Transcript from the "Deep Learning" Lesson
>> You're gonna ask kinda okay, that's the basic concepts, but why, why are we doing all of this? Well, the thing is you can now stack those neurons into layers. Or you can have several neurons right next to each other processing simultaneously. So for instance, you can just combine neurons into one layer, right?
[00:00:23] And then have multiple inputs or maybe even the same inputs provided to different neurons, right? And they can just somehow do something with the information we input into our, in this case layers of neurons. On top of that, we can have multiple layers of the neurons interconnected partially or fully with a previous layer.
[00:00:53] And you can have multiple layers like this. And remember, I was saying that we'll be talking about deep learning. And have this connection between machine learning and deep learning. So deep is actually coming from this architecture. With layers of neurons you can simply gonna take the input signal.
[00:01:21] And input signal can be for instance visual information, right? Some picture or sound or even text as we will see during this course. So you can just provide some numbers, right? And neurons will do those transformation and use the signal. And somehow for instance scan, the last neuron can be a classifier, which can, say, for instance, let's say we provided the input text, just our emails.
[00:01:53] And this model, let's call it just model, What it did, at the end, it just said that we are looking at spam, Or, not spam. It can be anything, we can provide, for instance, image, picture we took with our phone, right? And our model with those tons of neurons connected with each other at the end scan, say if it's looking at hot dog or not hot dog.
[00:02:34] It is possible, you can do that easily with this system. So the question is now, once again, where deep is coming from, deep learning came from all of those layers. So in 60s, in 50s, people were playing with just single neuron, or maybe two neurons in one layer.
[00:02:55] But actually, we come up with the idea that you can have multiple layers stuck with each other. And kind of jump, I'm sorry, that's gonna be mathematical jargon here. But having multiple layers like that help you to jump from the linearity to more complex polynomials, I'm done with math.
[00:03:16] It means basically that we can better fit into distributions or whatever information transformation we're trying to get if we have multiple layers. And this deep learning means that we basically can put more and more, deeper and deeper layers into our model. And we started with something like, seven, eight layers, for instance in AlexNet in 2012.
[00:03:42] That's the model which won ImageNet competition. And I will, well, I can probably tell you right now about it. It's basically the contest and datasets created by Stanford University and a couple of other collaborators. Where they have 1.4, or at least in 2012, they had 1.4 million images with different resolutions.
[00:04:10] And the competition task was to find objects, not objects, but basically say what you see on the image. And there were 1,000 different objects, so we can say 1,000 different classes. And the competition was just to process all of those 1.4 million pictures, right? And do your predictions and then, basically, different models or different algorithms were competing, right?

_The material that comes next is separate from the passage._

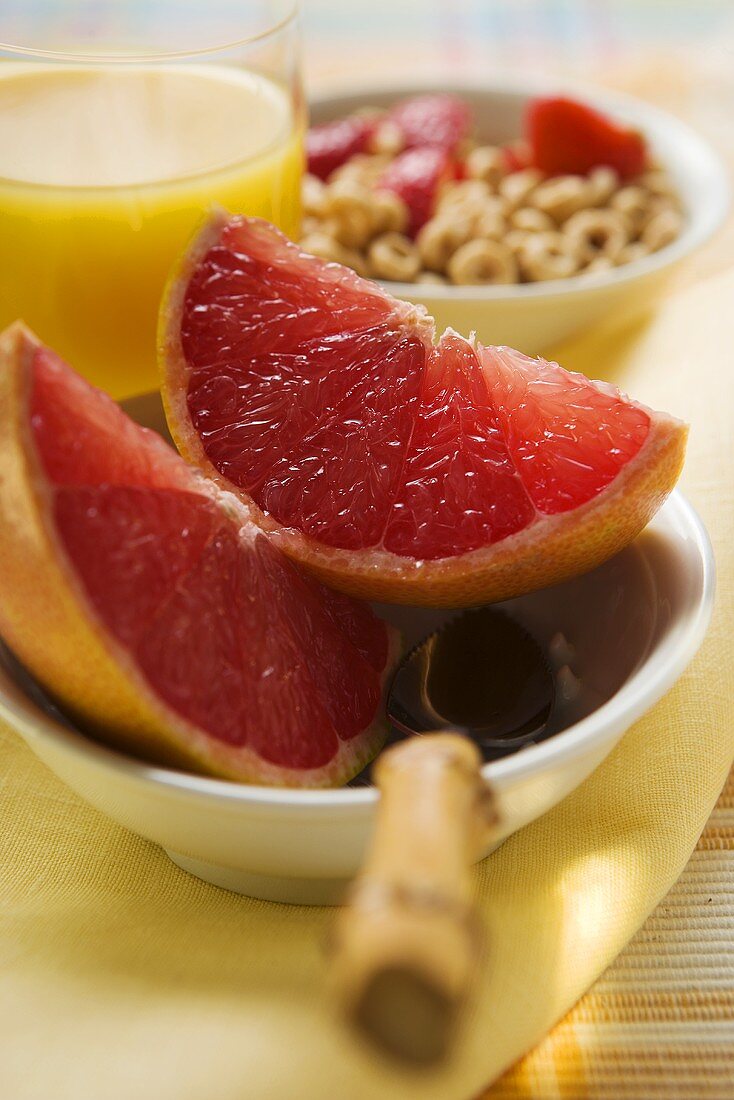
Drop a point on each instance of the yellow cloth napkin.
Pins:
(121, 977)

[00:04:40] And they were trying to figure out which model is the best. And in 2012, the competition was significant better result, was won by convolution neural network now called AlexNet. Krasinski, Alex, professor, the author of the model and his collaborative group. I think the difference in the performance, and by the way, when we talk about performance in machine learning, it means the accuracy mostly, right?
[00:05:10] They won by something like 20% better compared to support vector machines, which were the winners of that competition the year prior. So, interesting, so yeah, deep learning is coming from just those layers. But at the same time you see that those models in deep learning it's usually almost have this triangle architecture, right?
[00:05:35] We're starting with a lot of different inputs, for instance, intensity of the pixels. And then we're reducing something to relatively small, one neuron, or in case of AlexNet, it will be just 1,000 neurons, right? And the one will be activated which have the corresponding label, for instance. If I'm providing the image of the dog, then the neuron which had dog will be activated.
[00:06:04] But I haven't told you how those weights and biases are actually selected. And the thing is, no one is selecting them, it is actually trained. And that's the process of in machine learning how we get all of this magic of deep learning.